* * *
В пятницу к вечеру Кристин стояла на галерее перед верхней горницей и смотрела на толпу людей, ехавших с севера, мимо сгоревшей церкви на холме. Это был Эрленд со своими поезжанами. Она напрягала зрение, чтобы разглядеть его среди других. Им нельзя было больше видеться, – теперь никто из мужчин не может ее видеть до завтрашнего дня, когда ее выведут в подвенечном наряде.
Там, где дорога сворачивала к Йорюндгорду, от толпы отделилось несколько женщин. Мужчины поехали дальше в Лэугарбру; эту ночь они должны были провести там.
Кристин сошла вниз, чтобы встретить прибывших.

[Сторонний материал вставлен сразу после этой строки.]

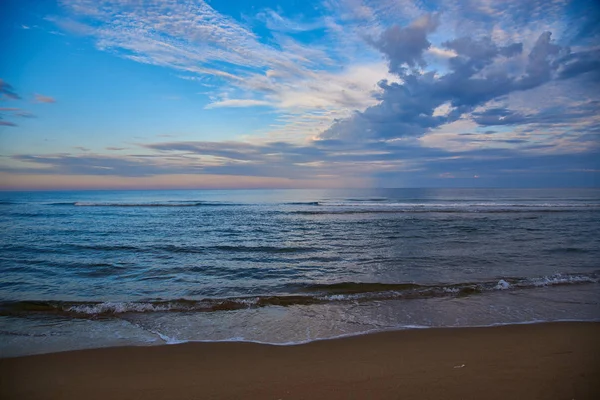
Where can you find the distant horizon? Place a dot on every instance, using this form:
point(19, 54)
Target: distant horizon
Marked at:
point(305, 188)
point(322, 93)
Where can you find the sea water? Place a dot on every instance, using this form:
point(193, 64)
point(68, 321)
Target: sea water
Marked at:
point(107, 268)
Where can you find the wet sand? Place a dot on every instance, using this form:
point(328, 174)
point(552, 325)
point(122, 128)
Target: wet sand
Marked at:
point(541, 361)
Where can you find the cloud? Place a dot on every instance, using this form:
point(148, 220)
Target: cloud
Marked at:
point(405, 46)
point(400, 91)
point(44, 99)
point(238, 103)
point(7, 92)
point(477, 75)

Она чувствовала себя такой усталой после омовения, и кожа на голове у нее болела – мать вымыла ей волосы в очень крепком щелоке, чтобы они были как можно светлее назавтра.
Фру Осхильд, дочь Гэуте, соскользнула с седла на руки Лавранса. «До чего молодо и легко она держится», – подумала Кристин. Ее невестка, жена господина Мюнана, Катрин, выглядела чуть ли не старше ее – она была рослая, тучная, с бесцветной кожей и глазами. «Как странно, – подумала Кристин, – она безобразна, и он ей неверен, и все-таки про них говорят, что они живут хорошо!» Кроме них, приехали еще две дочери Борда, сына Петера, одна замужняя и другая девица. Они не были ни безобразны, ни красивы, по виду казались очень милыми и добрыми, но держали себя с чужими несколько принужденно. Лавранс вежливо поблагодарил их, что они пожелали оказать такую честь свадьбе его дочери и пустились в столь длинную дорогу поздней осенью.
– Эрленд воспитывался у нашего отца, когда был мальчиком, – сказала старшая сестра, подошла к Кристин и поздоровалась с нею.
В это время во двор быстрой рысью въехали двое юношей; они спрыгнули с лошадей и, смеясь, погнались за Кристин, которая вбежала в дом и спряталась там. Это были юные сыновья Тронда Йеслинга, красивые и многообещающие юноши. Они привезли с собой из Сюндбю в ларце невестин венец. Тронд с женой должны были приехать в Йорюндгорд только в воскресенье после обедни.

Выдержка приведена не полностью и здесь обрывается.